(Reuters) - Insurer Admiral Group Plc said on Thursday it had run stress tests to Brexit-proof its business, but warned of potential economic disruptions that may arise from a “hard Brexit”, as it reported better-than-expected 2018 earnings.
The Cardiff-based motor and home insurer’s pretax profit jumped 18 percent to 479.3 million pounds for the year ended Dec. 31, above a company-supplied forecast of 445.8 million pounds, boosted by a change in the rate used to calculate compensation for personal injuries.
Admiral said it had started to restructure its European businesses, three insurers and two price comparison websites, in late 2017, ensuring trade regardless of the ultimate outcome of Brexit. It spent 3.5 million euros ($3.96 million) to set up its Brexit hub in Spain.
The FTSE 100 company’s Italy, Spain and France businesses are now underwritten from a regulated entity in Spain, with all existing liabilities and contracts transferred, it said.
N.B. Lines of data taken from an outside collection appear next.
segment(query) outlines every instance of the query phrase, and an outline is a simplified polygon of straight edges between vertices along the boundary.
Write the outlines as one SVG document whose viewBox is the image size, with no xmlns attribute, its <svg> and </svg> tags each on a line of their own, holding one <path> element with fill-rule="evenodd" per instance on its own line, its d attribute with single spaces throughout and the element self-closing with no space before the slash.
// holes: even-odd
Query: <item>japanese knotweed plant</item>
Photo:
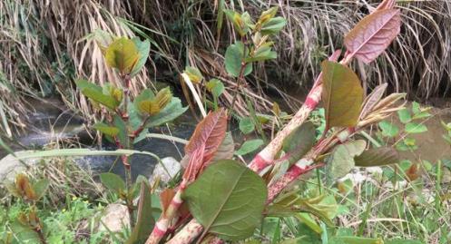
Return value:
<svg viewBox="0 0 451 244">
<path fill-rule="evenodd" d="M 93 83 L 78 80 L 76 84 L 82 93 L 89 98 L 93 107 L 101 111 L 102 122 L 93 128 L 119 149 L 133 148 L 146 137 L 148 129 L 158 126 L 177 118 L 187 108 L 181 106 L 178 98 L 172 96 L 169 88 L 154 93 L 150 89 L 142 90 L 137 96 L 130 93 L 132 78 L 144 66 L 149 58 L 149 41 L 138 38 L 113 38 L 107 46 L 102 46 L 108 66 L 113 68 L 121 81 L 121 86 L 104 83 L 102 86 Z M 125 169 L 125 182 L 117 175 L 103 173 L 103 183 L 117 193 L 129 208 L 133 219 L 133 199 L 139 191 L 139 184 L 132 182 L 132 164 L 128 155 L 121 157 Z M 132 221 L 133 223 L 133 221 Z"/>
<path fill-rule="evenodd" d="M 325 196 L 306 199 L 299 190 L 288 190 L 292 182 L 321 167 L 333 181 L 354 166 L 397 162 L 397 154 L 392 148 L 369 148 L 367 141 L 356 140 L 354 135 L 402 109 L 404 104 L 397 102 L 404 94 L 384 97 L 387 84 L 382 84 L 365 97 L 359 78 L 348 66 L 354 58 L 365 63 L 374 61 L 396 38 L 401 21 L 400 12 L 394 5 L 393 0 L 383 1 L 347 34 L 347 52 L 342 59 L 338 62 L 338 50 L 322 63 L 322 73 L 304 105 L 248 165 L 233 159 L 237 153 L 227 132 L 230 112 L 215 106 L 215 111 L 205 112 L 185 147 L 180 182 L 160 194 L 158 220 L 153 223 L 147 220 L 152 224 L 135 227 L 141 233 L 152 228 L 146 243 L 240 241 L 251 238 L 264 218 L 289 217 L 299 212 L 313 214 L 323 224 L 331 224 L 333 206 L 323 204 Z M 226 52 L 226 70 L 238 78 L 238 83 L 251 69 L 249 63 L 256 61 L 252 58 L 261 53 L 265 54 L 262 60 L 274 56 L 270 44 L 260 44 L 259 38 L 272 34 L 266 33 L 268 29 L 279 31 L 283 27 L 284 21 L 274 18 L 276 11 L 263 13 L 256 24 L 250 21 L 249 14 L 226 12 L 241 37 Z M 255 37 L 251 42 L 248 34 Z M 260 48 L 261 53 L 255 52 Z M 192 69 L 185 70 L 184 75 L 191 80 L 201 77 Z M 326 125 L 317 140 L 315 126 L 305 122 L 320 100 Z M 142 192 L 148 192 L 142 190 Z M 150 200 L 146 201 L 139 214 L 152 218 L 155 211 Z M 352 233 L 331 236 L 330 239 L 331 243 L 382 243 L 378 238 L 355 237 Z"/>
<path fill-rule="evenodd" d="M 0 239 L 0 243 L 15 243 L 15 240 L 21 243 L 48 243 L 44 231 L 44 223 L 39 218 L 41 210 L 37 203 L 47 190 L 49 181 L 47 179 L 31 181 L 27 175 L 19 173 L 14 182 L 6 182 L 5 186 L 8 191 L 26 207 L 10 224 L 14 237 L 5 237 L 5 239 Z"/>
</svg>

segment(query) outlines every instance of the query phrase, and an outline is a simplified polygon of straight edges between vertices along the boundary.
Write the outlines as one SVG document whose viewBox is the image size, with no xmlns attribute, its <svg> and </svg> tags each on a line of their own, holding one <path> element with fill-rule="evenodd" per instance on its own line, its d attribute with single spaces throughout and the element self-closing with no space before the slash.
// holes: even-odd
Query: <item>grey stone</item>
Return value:
<svg viewBox="0 0 451 244">
<path fill-rule="evenodd" d="M 120 232 L 130 227 L 130 214 L 127 207 L 119 203 L 106 206 L 103 216 L 101 218 L 100 231 L 109 229 L 112 232 Z"/>
</svg>

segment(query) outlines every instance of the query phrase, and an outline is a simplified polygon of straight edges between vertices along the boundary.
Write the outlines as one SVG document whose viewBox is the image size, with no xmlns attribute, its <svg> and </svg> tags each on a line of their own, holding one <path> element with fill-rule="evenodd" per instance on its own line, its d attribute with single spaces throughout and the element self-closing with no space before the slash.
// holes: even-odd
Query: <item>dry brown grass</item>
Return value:
<svg viewBox="0 0 451 244">
<path fill-rule="evenodd" d="M 309 87 L 320 61 L 342 47 L 343 35 L 379 1 L 2 1 L 0 110 L 5 115 L 0 117 L 20 127 L 25 120 L 18 114 L 26 102 L 23 98 L 48 94 L 52 87 L 70 108 L 93 117 L 72 80 L 117 82 L 90 34 L 99 28 L 150 39 L 148 73 L 136 78 L 136 88 L 155 80 L 179 83 L 181 71 L 193 65 L 206 77 L 221 78 L 227 84 L 221 102 L 230 103 L 235 82 L 223 69 L 222 54 L 235 35 L 226 20 L 218 24 L 222 2 L 225 8 L 253 15 L 277 5 L 288 19 L 276 40 L 279 58 L 258 64 L 248 79 L 245 93 L 257 111 L 263 112 L 271 106 L 265 96 L 268 89 L 280 93 L 295 109 L 299 101 L 283 90 L 299 98 L 301 92 L 293 93 L 292 87 Z M 408 92 L 411 98 L 449 93 L 451 2 L 399 0 L 397 5 L 404 19 L 400 37 L 377 62 L 368 66 L 355 63 L 365 85 L 388 82 L 393 90 Z M 236 111 L 246 114 L 245 97 L 238 102 Z"/>
</svg>

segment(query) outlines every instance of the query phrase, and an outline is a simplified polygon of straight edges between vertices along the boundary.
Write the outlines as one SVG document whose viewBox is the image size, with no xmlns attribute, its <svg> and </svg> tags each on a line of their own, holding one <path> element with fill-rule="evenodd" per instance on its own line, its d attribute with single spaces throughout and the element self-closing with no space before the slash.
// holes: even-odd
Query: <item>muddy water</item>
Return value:
<svg viewBox="0 0 451 244">
<path fill-rule="evenodd" d="M 430 113 L 433 116 L 424 122 L 424 124 L 427 127 L 427 132 L 407 135 L 417 141 L 416 143 L 418 149 L 414 151 L 402 151 L 400 153 L 401 158 L 417 162 L 426 160 L 432 163 L 442 159 L 451 159 L 451 145 L 443 139 L 443 135 L 446 133 L 446 131 L 441 123 L 441 122 L 445 123 L 451 122 L 451 107 L 432 108 Z M 393 115 L 390 120 L 401 126 L 397 116 Z"/>
<path fill-rule="evenodd" d="M 41 102 L 39 104 L 38 107 L 32 110 L 32 122 L 27 132 L 17 138 L 17 141 L 27 147 L 37 146 L 39 148 L 39 146 L 57 140 L 76 138 L 78 141 L 83 142 L 86 147 L 99 149 L 92 138 L 88 136 L 88 133 L 86 133 L 83 120 L 62 109 L 64 106 L 62 106 L 61 102 L 51 100 L 49 102 Z M 413 161 L 426 160 L 431 162 L 436 162 L 437 160 L 444 158 L 451 159 L 451 146 L 442 138 L 446 131 L 441 124 L 441 121 L 445 122 L 451 122 L 451 107 L 443 109 L 434 108 L 431 113 L 434 116 L 427 119 L 425 122 L 428 128 L 428 132 L 409 135 L 409 137 L 417 140 L 418 149 L 413 152 L 402 152 L 401 157 L 403 159 L 409 159 Z M 389 120 L 396 124 L 401 125 L 396 114 Z M 162 126 L 152 129 L 151 132 L 171 134 L 188 140 L 196 123 L 196 120 L 187 112 L 175 121 L 175 125 L 172 128 Z M 241 141 L 242 137 L 238 132 L 237 126 L 232 125 L 231 127 L 231 131 L 235 132 L 233 133 L 234 140 Z M 105 143 L 103 149 L 114 150 L 115 148 Z M 180 160 L 183 154 L 182 144 L 173 143 L 162 139 L 142 141 L 134 149 L 153 152 L 160 158 L 171 156 L 176 160 Z M 123 174 L 123 167 L 117 157 L 88 156 L 78 159 L 77 161 L 81 165 L 90 168 L 94 171 L 108 171 L 112 169 L 113 172 Z M 152 174 L 157 161 L 149 156 L 133 155 L 132 156 L 131 162 L 132 165 L 132 175 L 136 177 L 139 174 L 147 176 Z"/>
</svg>

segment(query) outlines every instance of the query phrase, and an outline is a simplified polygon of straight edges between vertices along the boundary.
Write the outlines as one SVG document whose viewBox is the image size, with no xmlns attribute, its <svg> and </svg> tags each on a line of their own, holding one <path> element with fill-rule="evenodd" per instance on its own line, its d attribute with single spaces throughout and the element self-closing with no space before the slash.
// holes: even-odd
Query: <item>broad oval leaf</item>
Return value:
<svg viewBox="0 0 451 244">
<path fill-rule="evenodd" d="M 290 153 L 289 161 L 294 162 L 304 156 L 315 144 L 315 125 L 311 122 L 302 123 L 283 141 L 282 150 Z"/>
<path fill-rule="evenodd" d="M 171 102 L 155 115 L 151 116 L 145 127 L 150 128 L 171 122 L 181 115 L 188 107 L 182 107 L 179 98 L 172 97 Z"/>
<path fill-rule="evenodd" d="M 224 93 L 224 83 L 218 79 L 211 79 L 207 83 L 207 90 L 211 92 L 214 97 L 218 98 Z"/>
<path fill-rule="evenodd" d="M 136 44 L 126 37 L 114 40 L 106 49 L 106 64 L 118 69 L 121 73 L 130 74 L 139 60 L 140 54 Z"/>
<path fill-rule="evenodd" d="M 366 146 L 363 140 L 338 145 L 328 160 L 328 177 L 337 179 L 347 175 L 355 166 L 354 157 L 360 155 Z"/>
<path fill-rule="evenodd" d="M 354 158 L 356 166 L 373 167 L 397 163 L 399 155 L 390 147 L 373 148 L 366 150 L 362 154 Z"/>
<path fill-rule="evenodd" d="M 276 34 L 286 24 L 287 21 L 283 17 L 271 18 L 261 26 L 261 34 Z"/>
<path fill-rule="evenodd" d="M 360 20 L 346 35 L 346 48 L 358 60 L 368 63 L 387 49 L 399 34 L 400 27 L 399 10 L 377 10 Z"/>
<path fill-rule="evenodd" d="M 371 92 L 371 93 L 365 99 L 365 102 L 363 102 L 364 105 L 362 108 L 362 112 L 360 112 L 360 119 L 364 119 L 373 111 L 374 107 L 382 99 L 382 96 L 384 95 L 387 85 L 388 83 L 387 83 L 377 85 L 374 88 L 373 92 Z"/>
<path fill-rule="evenodd" d="M 104 94 L 102 91 L 102 87 L 94 83 L 92 83 L 85 80 L 78 80 L 75 82 L 75 83 L 77 87 L 80 88 L 80 91 L 83 95 L 109 109 L 113 110 L 121 103 L 120 102 L 116 101 L 114 97 L 109 94 Z"/>
<path fill-rule="evenodd" d="M 324 61 L 322 101 L 328 128 L 353 127 L 363 102 L 363 88 L 357 74 L 336 62 Z"/>
<path fill-rule="evenodd" d="M 130 76 L 132 77 L 141 71 L 141 69 L 144 66 L 147 58 L 149 58 L 149 54 L 151 53 L 151 43 L 147 39 L 142 42 L 138 37 L 132 38 L 132 41 L 136 45 L 138 54 L 140 54 L 140 58 L 138 59 L 136 65 L 134 65 L 133 69 L 130 73 Z"/>
<path fill-rule="evenodd" d="M 399 128 L 389 122 L 382 121 L 379 122 L 378 125 L 379 128 L 382 130 L 383 136 L 395 137 L 399 132 Z"/>
<path fill-rule="evenodd" d="M 241 42 L 236 42 L 230 45 L 225 53 L 225 68 L 227 73 L 238 77 L 241 72 L 241 63 L 244 62 L 244 44 Z M 243 75 L 246 76 L 252 72 L 252 63 L 248 63 L 243 70 Z"/>
<path fill-rule="evenodd" d="M 205 232 L 239 240 L 260 225 L 267 195 L 257 173 L 235 161 L 221 161 L 186 189 L 183 199 Z"/>
</svg>

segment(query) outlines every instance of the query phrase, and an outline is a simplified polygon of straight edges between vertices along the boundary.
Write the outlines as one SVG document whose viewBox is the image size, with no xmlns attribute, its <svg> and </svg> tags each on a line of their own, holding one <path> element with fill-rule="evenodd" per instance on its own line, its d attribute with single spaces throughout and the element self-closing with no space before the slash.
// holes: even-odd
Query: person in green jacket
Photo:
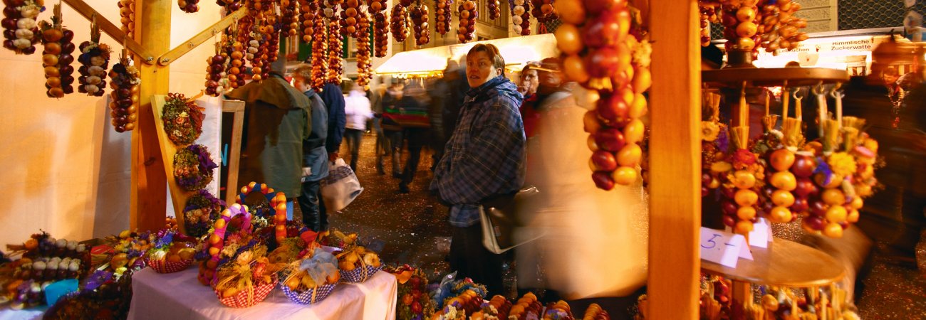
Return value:
<svg viewBox="0 0 926 320">
<path fill-rule="evenodd" d="M 285 66 L 281 57 L 270 65 L 268 79 L 226 96 L 244 101 L 244 150 L 238 180 L 266 183 L 287 199 L 295 199 L 302 188 L 303 140 L 311 132 L 311 102 L 283 79 Z M 287 218 L 293 218 L 292 209 Z"/>
</svg>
Admiral, however, still flagged potential risks from Brexit, including market volatility, free movement of people between the UK and the European Union, impact on the import of car parts with potential impact on claims costs, its capital position and future dividend payments.
“Group has performed a stress testing exercise for its Brexit assessment of the impact of a recession through 2019 on the UK insurance business,” the company said, adding results had shown it could manage disruptions from Brexit.
Admiral, the only British motor insurer to end 2018 with gains in its share value, also said its UK motor business slowed in the second half.